Ella obedeció, tambaleándose, vacilante, con la cabeza zumbándole, cruzando el umbral antes de cerrar la pesada puerta sobre el caos. Se apoyó en la madera, jadeante, con las piernas temblorosas, relámpagos dolorosos atravesándole el cráneo.
Dentro, los dos Transgresores recobraban, fragmento a fragmento, sus recuerdos, sus intenciones, sus miedos.
Markal, con el cristal bajo control, reunió toda la potencia disponible.
Y los capturó.
Aspiró sus personalidades, arrancándolas violentamente de los cristales, fuera de los cuerpos que habitaban.
Sus envolturas carnales vacilaron y luego se desplomaron sobre las losas, como vaciadas sin que la sangre corriera.
Markal cayó de rodillas, el aliento corto, la mente vibrando, saturada por la violencia de lo que acababa de hacer.
Cerró los ojos.
Y comenzó, en voz baja, casi un murmullo, la fórmula de los Guardianes:
«Que la forma se olvide.
Que mis huesos recuerden que fueron polvo.
Que mi peso se retire por sí mismo,
Y que lo que fui no busque quedarse.»
…
Azda esperaba.
Los minutos se habían transformado en horas.
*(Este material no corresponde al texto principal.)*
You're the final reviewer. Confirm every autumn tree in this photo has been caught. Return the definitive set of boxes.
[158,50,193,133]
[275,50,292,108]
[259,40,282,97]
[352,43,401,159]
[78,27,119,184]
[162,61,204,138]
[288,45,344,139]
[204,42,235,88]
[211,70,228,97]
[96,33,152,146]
El sol acababa tiñendo de gris el polvo de la plaza, pero Markal no aparecía.
No se hacía ilusiones sobre lo que debía de haber ocurrido dentro.
La pesada puerta de la Mezquita se había entreabierto un instante, dejando escapar al comandante del ejército, aturdido, con la mirada perdida, que huyó en dirección incierta, tropezando por las callejuelas.
Azda había echado un vistazo al interior, apenas un segundo.
El jefe religioso, o lo que quedaba de él, recitaba a trompicones aleyas del Corán, quizá esperando expulsar a un demonio que no comprendía.
Luego se apartó.
Emprendió sola el camino de regreso a su casa, la cabeza pesada, el paso incierto.
Se sentó sobre la esterilla de Markal, en un rincón de la estancia, las rodillas recogidas contra sí. Toda la noche permaneció despierta, acechando cada ruido: un ladrido lejano, el chirrido de una carreta, el paso de un sereno en la calleja.
Los primeros sonidos de la mañana —el grito de un mercader, el golpe de una tinaja al posarla, los cascos de un asno— la apaciguaron extrañamente. Como si la propia vida, indiferente, la reconfortara.
Se durmió unos minutos, la frente apoyada en los brazos.